When I was eleven years old,
one of my routes home from elementary school 
took me by an old house with a tin roof and a screened-in cabana with several citrus trees in the front yard. The branches were so laden down with oranges that it gave new meaning to condensed orange juice.

Because I had a taste for a juicy orange
after school one day,
my taste for the forbidden fruit
lead me to the ogre's house.
It was the one with the tin roof
and screened in cabana
and several orange trees clustered with
the biggest, juiciest looking oranges
that would make any Florida boy lick his chops.

As I neared the yard
the black car normally parked
at the back of the house was gone.
So as I softly laid my bicycle down,
I looked up and down the road,
and quickly surveyed the surrounding houses.
Thinking that the coast was clear, I
reached for the fattest-looking orange
that I could find.
As soon as my fingers
softly touched the skin of the fruit,
a bodiless voice bellowed
from within the cabana.
"What are you doing?"
Quickly, my hand fell to my side.
I was rattled to the core.
Somebody was home!

Before I could thaw my tongue out to speak,
the same ominous voice yelled out.
"You pick that orange and
I’ll call the police!”
He threatened. 
"Now, you get on out of here
before I call the police!”
He growled in a low raspy voice.
I shot out of there faster
than any rocket off the Cape.
If the story ended there
the lesson learned that fateful day
would have been sufficient.

On the following day
while on duty as a safety patrol
at a busy road crossing,
that missing black car appeared
inside the school zone!
The grill with its large
shiny metallic fangs
gave the appearance of
a dark savage beast
flashing its teeth at its prey -- me,
an already repentant would-be orange thief.

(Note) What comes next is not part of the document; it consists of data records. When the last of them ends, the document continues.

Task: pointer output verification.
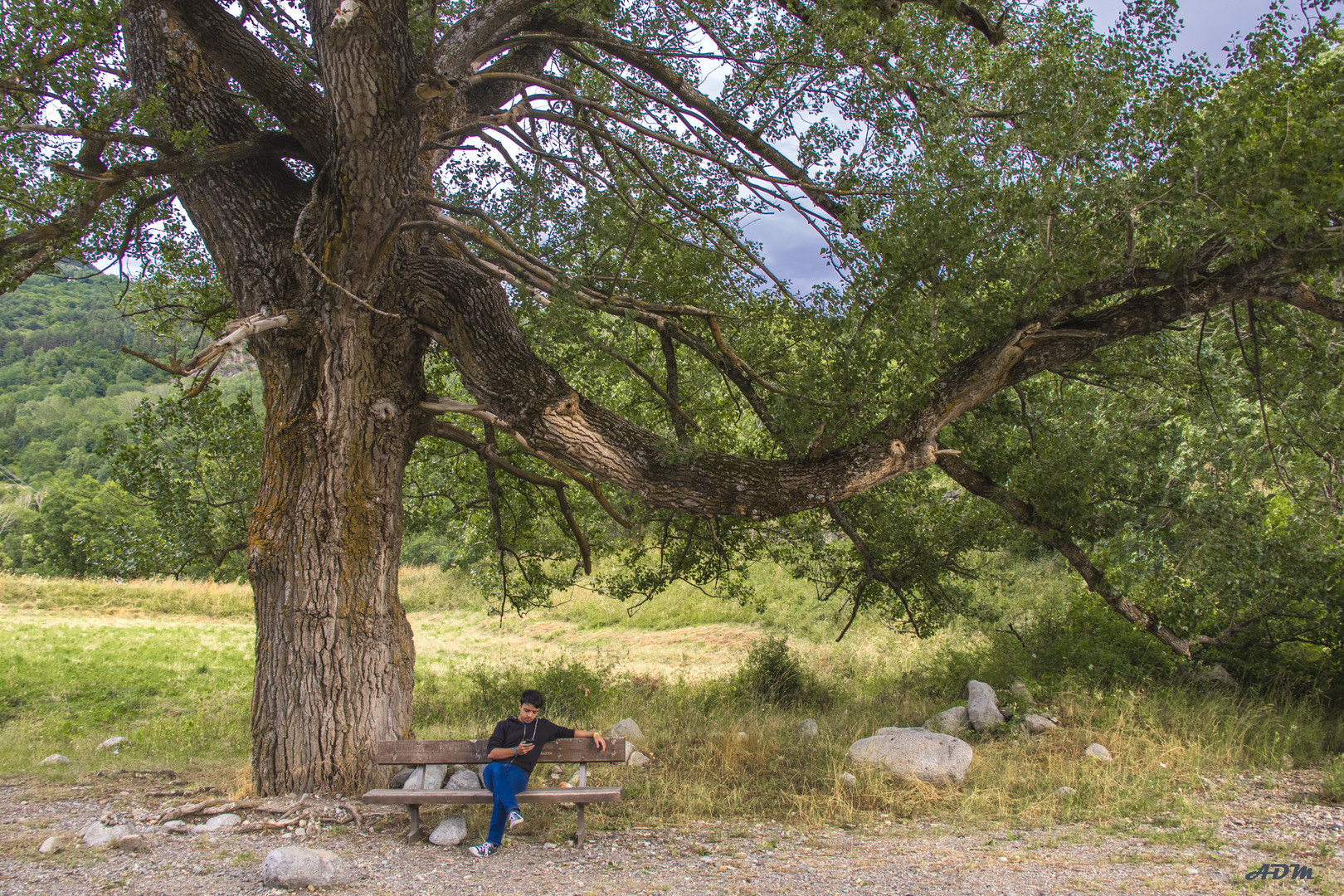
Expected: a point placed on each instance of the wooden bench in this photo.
(470, 752)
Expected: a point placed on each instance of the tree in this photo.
(1004, 193)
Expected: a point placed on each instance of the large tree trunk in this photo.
(335, 660)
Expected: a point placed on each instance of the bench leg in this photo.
(417, 833)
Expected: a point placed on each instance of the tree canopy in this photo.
(502, 245)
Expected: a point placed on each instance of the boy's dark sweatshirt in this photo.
(511, 733)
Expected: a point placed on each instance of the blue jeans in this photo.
(505, 782)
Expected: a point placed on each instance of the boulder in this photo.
(433, 777)
(463, 779)
(100, 835)
(626, 728)
(1034, 723)
(949, 722)
(983, 705)
(450, 832)
(1097, 751)
(916, 754)
(300, 868)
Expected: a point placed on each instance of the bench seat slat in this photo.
(449, 752)
(485, 796)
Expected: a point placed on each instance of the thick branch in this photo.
(266, 78)
(1025, 518)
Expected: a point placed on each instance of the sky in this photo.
(793, 250)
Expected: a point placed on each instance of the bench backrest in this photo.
(448, 752)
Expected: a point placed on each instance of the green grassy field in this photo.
(168, 664)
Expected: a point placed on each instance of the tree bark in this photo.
(335, 657)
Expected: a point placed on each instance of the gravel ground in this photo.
(1262, 820)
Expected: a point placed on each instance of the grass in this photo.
(169, 666)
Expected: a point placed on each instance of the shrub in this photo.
(773, 674)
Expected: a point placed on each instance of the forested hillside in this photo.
(78, 418)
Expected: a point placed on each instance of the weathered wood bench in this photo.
(470, 752)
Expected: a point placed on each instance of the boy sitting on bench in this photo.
(514, 750)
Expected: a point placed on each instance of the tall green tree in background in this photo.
(542, 203)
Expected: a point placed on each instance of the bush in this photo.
(773, 674)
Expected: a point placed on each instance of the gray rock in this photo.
(983, 705)
(450, 832)
(949, 722)
(463, 779)
(626, 728)
(1097, 751)
(300, 868)
(132, 844)
(223, 820)
(433, 777)
(1034, 724)
(916, 754)
(100, 835)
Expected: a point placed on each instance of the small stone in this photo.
(221, 821)
(463, 779)
(100, 835)
(626, 728)
(132, 844)
(983, 705)
(450, 832)
(300, 868)
(433, 777)
(1097, 751)
(1034, 724)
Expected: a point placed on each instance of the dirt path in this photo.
(1266, 821)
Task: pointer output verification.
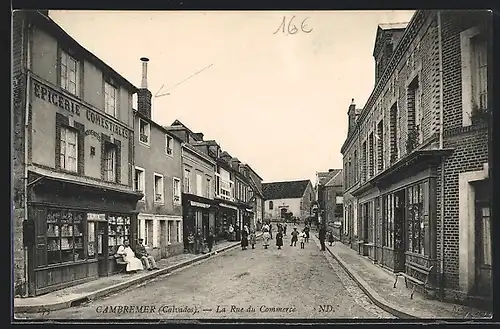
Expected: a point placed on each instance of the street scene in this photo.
(184, 165)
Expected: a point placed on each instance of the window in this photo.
(144, 132)
(69, 73)
(109, 162)
(380, 146)
(69, 148)
(479, 72)
(177, 190)
(158, 190)
(416, 227)
(474, 59)
(139, 181)
(64, 237)
(388, 220)
(109, 99)
(187, 180)
(199, 184)
(208, 187)
(119, 231)
(169, 145)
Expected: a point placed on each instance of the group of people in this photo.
(137, 260)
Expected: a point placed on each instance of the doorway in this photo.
(483, 240)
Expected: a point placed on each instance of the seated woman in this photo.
(134, 264)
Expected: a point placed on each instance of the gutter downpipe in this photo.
(441, 129)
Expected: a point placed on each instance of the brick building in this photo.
(158, 175)
(73, 159)
(416, 156)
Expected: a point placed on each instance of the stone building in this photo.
(416, 187)
(73, 157)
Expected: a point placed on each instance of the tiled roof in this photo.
(284, 190)
(336, 180)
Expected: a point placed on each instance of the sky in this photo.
(277, 101)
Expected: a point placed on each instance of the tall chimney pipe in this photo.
(144, 82)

As the dark four-wheeled creature
slowly rolled in front of me,
it made its visible presence known.
It took on the shape of a fragile old man
with a wretched facial expression of an ogre.

As he scowled at me with his piercing dark eyes,
the ogre bored a hole right through my
safety patrol badge of honor...
Drenched in guilt,
I felt ashamed for trying to steal an orange.

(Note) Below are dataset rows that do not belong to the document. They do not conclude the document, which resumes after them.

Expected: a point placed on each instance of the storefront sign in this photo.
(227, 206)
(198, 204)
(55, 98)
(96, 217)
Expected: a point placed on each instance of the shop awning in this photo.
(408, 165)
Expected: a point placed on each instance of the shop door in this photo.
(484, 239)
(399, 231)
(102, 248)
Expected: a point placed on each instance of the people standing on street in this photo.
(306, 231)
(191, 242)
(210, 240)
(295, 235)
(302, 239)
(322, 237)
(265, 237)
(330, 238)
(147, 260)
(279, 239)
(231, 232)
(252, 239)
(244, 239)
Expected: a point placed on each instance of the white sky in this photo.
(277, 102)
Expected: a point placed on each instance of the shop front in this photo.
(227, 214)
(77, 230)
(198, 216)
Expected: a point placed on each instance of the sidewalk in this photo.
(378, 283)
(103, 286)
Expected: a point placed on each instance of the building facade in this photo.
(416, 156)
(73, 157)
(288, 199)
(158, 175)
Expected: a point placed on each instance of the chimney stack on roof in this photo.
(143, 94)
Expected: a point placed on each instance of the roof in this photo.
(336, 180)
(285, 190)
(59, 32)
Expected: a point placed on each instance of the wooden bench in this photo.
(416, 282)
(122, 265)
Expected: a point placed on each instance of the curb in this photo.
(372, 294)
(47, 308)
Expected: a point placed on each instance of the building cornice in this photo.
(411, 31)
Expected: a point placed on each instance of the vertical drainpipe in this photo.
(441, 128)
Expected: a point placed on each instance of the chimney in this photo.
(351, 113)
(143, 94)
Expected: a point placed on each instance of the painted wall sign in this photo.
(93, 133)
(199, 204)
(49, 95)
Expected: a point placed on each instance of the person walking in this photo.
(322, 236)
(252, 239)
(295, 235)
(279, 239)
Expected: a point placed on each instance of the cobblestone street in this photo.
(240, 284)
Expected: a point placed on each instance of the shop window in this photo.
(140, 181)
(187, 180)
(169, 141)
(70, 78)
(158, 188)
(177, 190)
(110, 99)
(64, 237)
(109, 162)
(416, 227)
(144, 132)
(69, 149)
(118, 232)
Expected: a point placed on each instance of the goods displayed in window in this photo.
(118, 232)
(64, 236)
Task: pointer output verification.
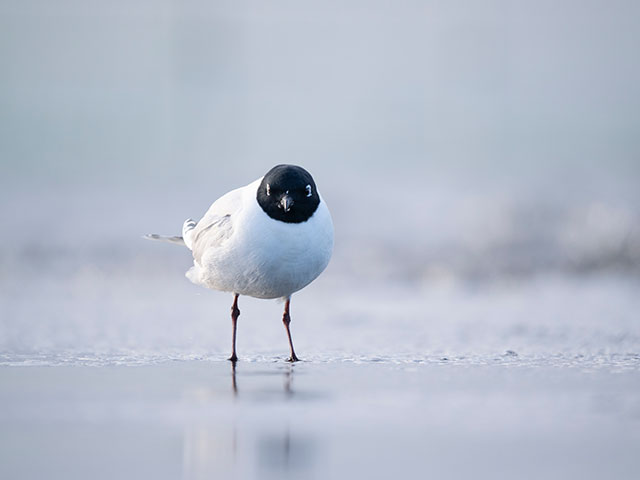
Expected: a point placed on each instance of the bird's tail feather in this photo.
(175, 239)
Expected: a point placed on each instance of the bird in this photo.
(268, 240)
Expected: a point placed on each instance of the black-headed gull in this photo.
(268, 239)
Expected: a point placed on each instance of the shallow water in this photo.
(498, 418)
(479, 317)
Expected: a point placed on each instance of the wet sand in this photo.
(482, 417)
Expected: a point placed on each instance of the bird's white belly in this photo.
(266, 258)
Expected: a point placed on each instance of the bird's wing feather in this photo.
(217, 224)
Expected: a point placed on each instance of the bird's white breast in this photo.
(263, 257)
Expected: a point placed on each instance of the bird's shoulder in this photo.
(217, 224)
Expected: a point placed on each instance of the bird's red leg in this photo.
(235, 313)
(286, 319)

His demeanor was so hideous,
it reminded me of
the wicked Witch of the West,
riding around on a broomstick
intimidating and terrorizing the countryside.
"I'll get you my pretty and your little dog, too!” Thank God I didn't have a dog!
I was terrified.
Now he knew where to find me!

Turning over in my mind,
as if it were an engine
running in the red,
were his haunting words to me
and my greatest fear, 
"I'll call the police; he knows where to find me!" 
My day was ruined; my life was ruined...

He reappeared the next day
inside the school zone;
he was traveling slightly faster
than a snail on hot pavement.
With my heart pounding,
I pretended not to notice him
passing by in his dark steed.

For the third consecutive day,
he passed by me daring me
to look into his glaring eyes.
I dreaded my duty,
the ogre, and
his toothy beast.
Oh, how I wished that I hated oranges!

By the fourth morning,
he must have wearied of the chase.
For in-the-zone or out-of-the-zone,
I never laid eyes upon him again.

Ever so often, I would muster up the courage
to ride past the scene of the averted crime.
Once I caught a glimpse of the toothy black beast 
stabled in the backyard.
The ogre was probably watching from his cabana...

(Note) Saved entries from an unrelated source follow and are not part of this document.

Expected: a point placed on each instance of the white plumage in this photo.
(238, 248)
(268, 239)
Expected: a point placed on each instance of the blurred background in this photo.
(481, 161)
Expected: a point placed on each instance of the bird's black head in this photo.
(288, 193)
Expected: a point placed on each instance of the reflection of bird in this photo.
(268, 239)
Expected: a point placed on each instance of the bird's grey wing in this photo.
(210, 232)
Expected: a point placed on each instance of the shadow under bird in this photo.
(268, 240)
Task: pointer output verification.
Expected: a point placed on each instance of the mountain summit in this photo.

There was still more fruit
dangling from those overproducing trees.
More than one ogre could possibly eat
and more that fell without hands,
a mixture of brown and orange
huddled together in slow decay
on the ground.

I could picture that old ogre
using the cabana
like some kind of duck blind,
to catch some other unsuspecting boy
wanting to partake of the forbidden fruit.

Lurking in the shadows
somewhere in that cabana
an ogre stood vigil,
patiently waiting
to feast upon another boy's fear
when caught orange-handed.
"Enter the twilight zone."
My hands kept to the handlebars.



A 1950 black two-door Dodge Desoto,
just like the toothy beast in my story.